Regarding how feature-based enhancement is weighted by expectations about the diagnosticity of feature dimensions, there are several possibilities: Selective enhancement could have occurred for the target feature within the more diagnostic dimension on the current trial, all possible target features within the diagnostic dimension, or all features within the diagnostic dimension (e.g., dimensional weighting). However, in the current experiments, target and distractor features were randomly chosen from the same pool of possible features on every trial. Thus, uniformly enhancing all possible target features or all features in the more diagnostic dimension would not provide a selective advantage for discriminating the target from distractors. Therefore, the observed modulation in search performance according to distractor context is likely due to selective enhancement of the current target feature within the more diagnostic dimension (e.g., either by targeting the single feature value, or by summing separate weights for the dimension and feature).

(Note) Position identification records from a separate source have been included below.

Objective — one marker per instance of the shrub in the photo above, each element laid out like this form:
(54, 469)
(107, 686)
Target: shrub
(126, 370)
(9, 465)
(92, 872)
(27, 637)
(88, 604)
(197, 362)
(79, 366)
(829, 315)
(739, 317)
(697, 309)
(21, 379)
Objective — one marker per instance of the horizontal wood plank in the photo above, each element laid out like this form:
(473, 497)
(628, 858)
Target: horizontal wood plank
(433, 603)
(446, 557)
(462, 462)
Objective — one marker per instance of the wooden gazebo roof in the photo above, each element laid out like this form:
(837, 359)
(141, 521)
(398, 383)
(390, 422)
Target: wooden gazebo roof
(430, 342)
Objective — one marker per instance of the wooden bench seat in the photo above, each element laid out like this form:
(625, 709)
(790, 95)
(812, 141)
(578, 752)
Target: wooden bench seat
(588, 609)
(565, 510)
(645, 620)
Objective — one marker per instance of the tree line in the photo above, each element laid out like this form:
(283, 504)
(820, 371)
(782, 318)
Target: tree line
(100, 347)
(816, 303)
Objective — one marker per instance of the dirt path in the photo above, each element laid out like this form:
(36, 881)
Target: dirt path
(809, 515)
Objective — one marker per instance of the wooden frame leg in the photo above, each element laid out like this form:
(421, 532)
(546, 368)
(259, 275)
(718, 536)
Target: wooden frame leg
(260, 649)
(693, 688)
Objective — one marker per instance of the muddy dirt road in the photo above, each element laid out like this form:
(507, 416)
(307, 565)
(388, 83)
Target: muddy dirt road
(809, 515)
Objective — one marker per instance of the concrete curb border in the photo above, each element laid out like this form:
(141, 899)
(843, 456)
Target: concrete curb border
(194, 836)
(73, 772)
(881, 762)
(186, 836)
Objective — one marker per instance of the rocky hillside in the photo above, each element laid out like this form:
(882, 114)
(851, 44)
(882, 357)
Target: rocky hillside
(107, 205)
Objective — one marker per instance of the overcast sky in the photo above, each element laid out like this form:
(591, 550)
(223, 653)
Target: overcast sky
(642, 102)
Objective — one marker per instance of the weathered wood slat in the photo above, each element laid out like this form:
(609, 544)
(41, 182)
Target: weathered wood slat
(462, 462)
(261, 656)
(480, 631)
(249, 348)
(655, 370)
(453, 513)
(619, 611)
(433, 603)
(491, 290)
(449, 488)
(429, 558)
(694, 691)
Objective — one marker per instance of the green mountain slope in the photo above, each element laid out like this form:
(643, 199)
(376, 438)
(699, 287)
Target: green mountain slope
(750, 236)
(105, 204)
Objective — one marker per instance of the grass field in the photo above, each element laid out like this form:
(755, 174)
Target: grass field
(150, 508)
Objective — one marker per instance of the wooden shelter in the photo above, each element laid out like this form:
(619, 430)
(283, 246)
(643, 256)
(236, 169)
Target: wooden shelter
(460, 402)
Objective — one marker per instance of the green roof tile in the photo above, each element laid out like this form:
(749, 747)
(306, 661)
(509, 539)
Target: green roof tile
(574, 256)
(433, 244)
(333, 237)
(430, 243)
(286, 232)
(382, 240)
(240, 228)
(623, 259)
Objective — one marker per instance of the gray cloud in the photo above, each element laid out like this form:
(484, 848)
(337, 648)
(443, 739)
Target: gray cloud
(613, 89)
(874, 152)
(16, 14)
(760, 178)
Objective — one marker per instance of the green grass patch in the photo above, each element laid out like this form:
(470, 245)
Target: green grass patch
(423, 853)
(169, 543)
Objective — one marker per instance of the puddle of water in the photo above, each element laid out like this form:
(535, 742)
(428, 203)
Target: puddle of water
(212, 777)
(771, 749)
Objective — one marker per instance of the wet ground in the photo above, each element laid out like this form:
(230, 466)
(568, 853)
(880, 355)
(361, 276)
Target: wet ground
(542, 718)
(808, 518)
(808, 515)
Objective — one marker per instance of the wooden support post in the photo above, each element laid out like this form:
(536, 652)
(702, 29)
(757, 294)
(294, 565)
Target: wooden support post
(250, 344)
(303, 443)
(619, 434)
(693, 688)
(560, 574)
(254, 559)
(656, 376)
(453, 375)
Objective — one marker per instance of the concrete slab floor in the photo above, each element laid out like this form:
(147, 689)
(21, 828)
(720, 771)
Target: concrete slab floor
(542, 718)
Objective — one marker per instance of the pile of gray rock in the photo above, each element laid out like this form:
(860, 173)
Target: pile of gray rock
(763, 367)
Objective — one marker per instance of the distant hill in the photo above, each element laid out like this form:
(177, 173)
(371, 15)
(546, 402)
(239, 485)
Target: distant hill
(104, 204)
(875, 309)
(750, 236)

Another consistent finding throughout experiments is that the overall attentional biases were not equivalent for different feature dimensions (color, orientation) during conjunction target search. The main effect of trial type was replicated across all experiments, with better search performance for color trials than for orientation trials. The color and orientation feature values used in the current study were selected to have equal distance between each value in their respective feature spaces (i.e., 0°–360° on a color wheel, 0°–180° in orientation), but it is likely that the perceptual similarity between feature values in the two dimensions were not equated (Duncan & Humphreys, 1989). In addition, other studies have also found that color generally enjoys greater attentional priority than other feature dimensions, such as shape (Biderman et al., 2017; Geng et al., 2017; Lee et al., 2018; Theeuwes, 1991, 1992; White et al., 2014), and may have more complex nonlinear properties than other dimensions (Found & Müller, 1996; Liesefeld, Liesefeld, Pollmann, & Müller, 2018; Müller et al., 2003). Regardless of the reason that color tends to have precedence in attentional priority over other feature dimensions, the critical result in the current study was that the size of the overall color advantage over orientation was modulated by probabilistic distractor context. This indicates that expectations about the informativeness of a feature dimension modulate preexisting biases in attentional priority.

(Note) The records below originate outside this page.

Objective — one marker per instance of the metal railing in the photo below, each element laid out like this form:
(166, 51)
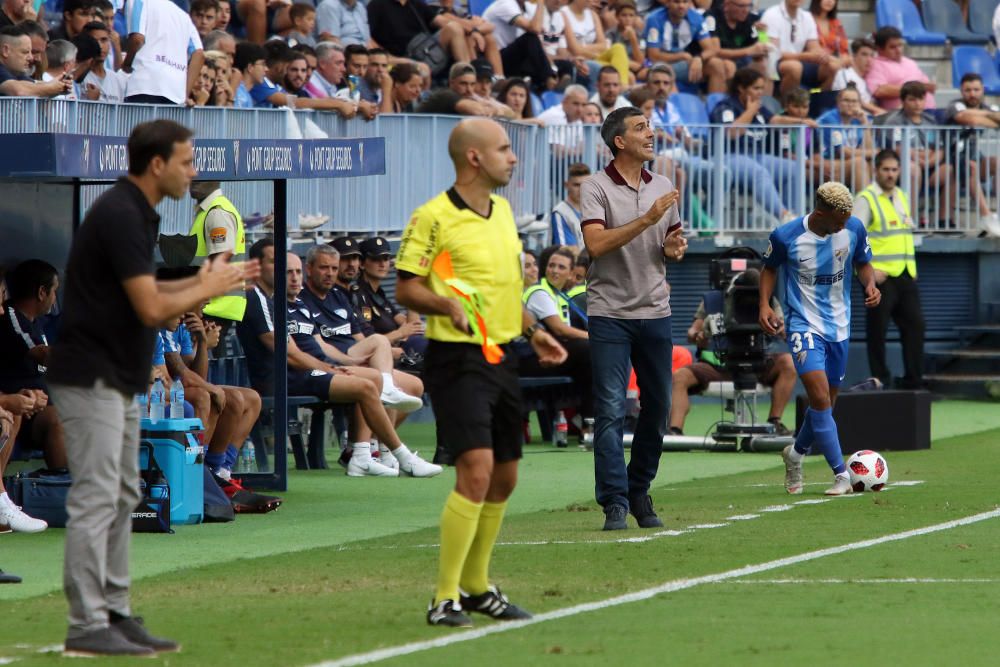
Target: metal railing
(733, 180)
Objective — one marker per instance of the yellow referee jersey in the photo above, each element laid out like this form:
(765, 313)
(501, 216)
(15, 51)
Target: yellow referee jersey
(485, 254)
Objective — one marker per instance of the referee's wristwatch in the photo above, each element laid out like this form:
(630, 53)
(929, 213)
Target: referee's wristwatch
(530, 332)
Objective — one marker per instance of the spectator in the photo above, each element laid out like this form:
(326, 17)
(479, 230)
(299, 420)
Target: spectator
(734, 26)
(24, 355)
(802, 60)
(609, 87)
(528, 35)
(592, 116)
(251, 62)
(204, 16)
(779, 374)
(929, 163)
(403, 330)
(163, 53)
(15, 66)
(303, 18)
(460, 97)
(394, 24)
(377, 75)
(340, 328)
(109, 83)
(267, 94)
(751, 161)
(855, 147)
(885, 211)
(551, 306)
(479, 35)
(566, 214)
(625, 31)
(559, 118)
(331, 65)
(76, 14)
(676, 34)
(343, 22)
(891, 69)
(530, 265)
(585, 38)
(407, 84)
(515, 94)
(973, 111)
(862, 54)
(39, 40)
(831, 34)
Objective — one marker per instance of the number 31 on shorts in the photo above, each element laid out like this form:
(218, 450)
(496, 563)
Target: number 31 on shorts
(798, 339)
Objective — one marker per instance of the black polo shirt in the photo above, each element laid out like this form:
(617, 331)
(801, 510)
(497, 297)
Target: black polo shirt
(738, 37)
(335, 316)
(18, 336)
(393, 25)
(101, 335)
(376, 308)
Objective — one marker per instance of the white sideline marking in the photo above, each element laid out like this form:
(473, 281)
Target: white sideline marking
(904, 580)
(668, 587)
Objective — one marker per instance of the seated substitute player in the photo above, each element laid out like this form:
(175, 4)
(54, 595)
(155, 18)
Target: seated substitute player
(779, 374)
(815, 253)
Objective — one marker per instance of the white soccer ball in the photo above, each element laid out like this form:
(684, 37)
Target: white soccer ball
(869, 471)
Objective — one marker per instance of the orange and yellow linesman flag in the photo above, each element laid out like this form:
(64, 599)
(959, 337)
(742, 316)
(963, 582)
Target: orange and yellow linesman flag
(472, 303)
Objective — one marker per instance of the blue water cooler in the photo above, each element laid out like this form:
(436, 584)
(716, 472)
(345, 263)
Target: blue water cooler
(177, 446)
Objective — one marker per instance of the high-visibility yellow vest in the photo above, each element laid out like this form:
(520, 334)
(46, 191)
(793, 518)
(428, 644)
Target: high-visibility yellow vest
(543, 286)
(233, 305)
(891, 238)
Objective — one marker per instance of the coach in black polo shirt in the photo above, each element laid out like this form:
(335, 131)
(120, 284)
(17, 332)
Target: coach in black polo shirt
(374, 305)
(112, 308)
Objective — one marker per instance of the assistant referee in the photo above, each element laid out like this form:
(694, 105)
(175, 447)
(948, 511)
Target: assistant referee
(460, 263)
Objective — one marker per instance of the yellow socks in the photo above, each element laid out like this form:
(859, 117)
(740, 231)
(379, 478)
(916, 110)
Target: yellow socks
(475, 574)
(459, 522)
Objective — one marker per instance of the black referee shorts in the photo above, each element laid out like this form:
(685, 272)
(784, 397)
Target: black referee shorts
(476, 404)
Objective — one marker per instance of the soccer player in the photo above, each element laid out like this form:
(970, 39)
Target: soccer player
(472, 294)
(816, 253)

Taken together, the current study provides evidence that expectations about the more informative dimension can be used to weight feature-based attentional priority to optimize search performance. Moreover, this form of dimensional weighting occurred irrespective of whether the information about the distractor context was learned implicitly or explicitly. This suggests that the probabilistic context of distractors is rapidly acquired and used to modulate the attentional priority of feature-selective maps in order to optimize search performance.